Neuroendocrine tumors (NETs) of unknown primary: is early surgical exploration and aggressive debulking justifiable?

Authors: Yi-Zarn Wang, Aman Chauhan, Jeffrey Rau, Anne E. Diebold, Adwoa Opoku-Boateng, Thiagarajan Ramcharan, J. Philip Boudreaux, Eugene A. Woltering


Background: Neuroendocrine tumors (NETs) are rare tumors that often present with vague symptoms. Identification and localization of the primary NET can be challenging and the true incidence remains unclear. These patients have been thought to have a poor prognosis compared to those patients with a known primary. Therefore, traditionally the treatments for patients with unknown primaries have been passive and directed towards symptom control and/or cytoreduction of metastatic disease. We hypothesized that NET of unknown primary are predominantly low-grade and easily located surgically and therefore are amendable to surgical debulking and cytoreduction, which will likely increase survival in these patients.

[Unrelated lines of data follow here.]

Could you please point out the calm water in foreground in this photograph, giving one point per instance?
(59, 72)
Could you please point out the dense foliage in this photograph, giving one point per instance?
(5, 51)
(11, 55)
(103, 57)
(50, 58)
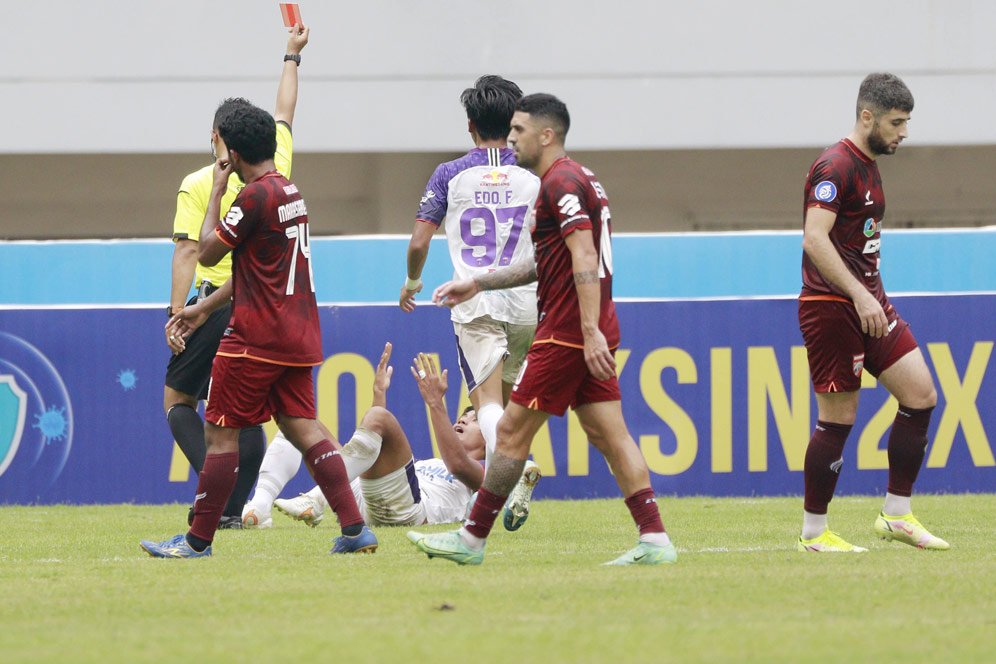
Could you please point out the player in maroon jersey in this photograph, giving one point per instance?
(571, 362)
(849, 325)
(264, 364)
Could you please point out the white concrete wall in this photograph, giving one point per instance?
(385, 75)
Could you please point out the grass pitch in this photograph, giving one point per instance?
(76, 587)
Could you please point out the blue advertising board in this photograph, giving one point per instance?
(715, 392)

Methods: The charts for all 342 surgical patients, seen in our clinic at Ochsner–Kenner between 1/2009 and 9/2012 were retrospectively reviewed to determine which patients had a pre-operative diagnosis of a “NET with unknown primary”. Twenty-two patients (6.4%) were identified. For these patients, the rate of successful surgical exploration in which a primary site was identified was recorded. Survival for these “unknown primary” patients were compared to a large similar group of NET patients from a recent study collected from this same Ochsner clinic group.
Results: Twenty-two (22/342, 6.4%) NET patients with a pre-operative diagnosis of an unknown primary were explored and cytoreduced. The primary tumor site was identified in all 22 patients (100%). The primary sites identified for these patients were 19 small intestines (86.4%) and 3 pancreatic (13.6%). All 22 patients had low-grade tumors and all were still alive as of 9/2012, not allowing for a survival curve to be generated.
Conclusions: Unknown primary NETs are not associated with a poor prognosis as previously reported. Timely surgical exploration and debulking always results in the identification of the primary and a maximum cytoreduction. Early surgical exploration with aggressive debulking is indicated for the treatment of these patients, as for the known counterpart.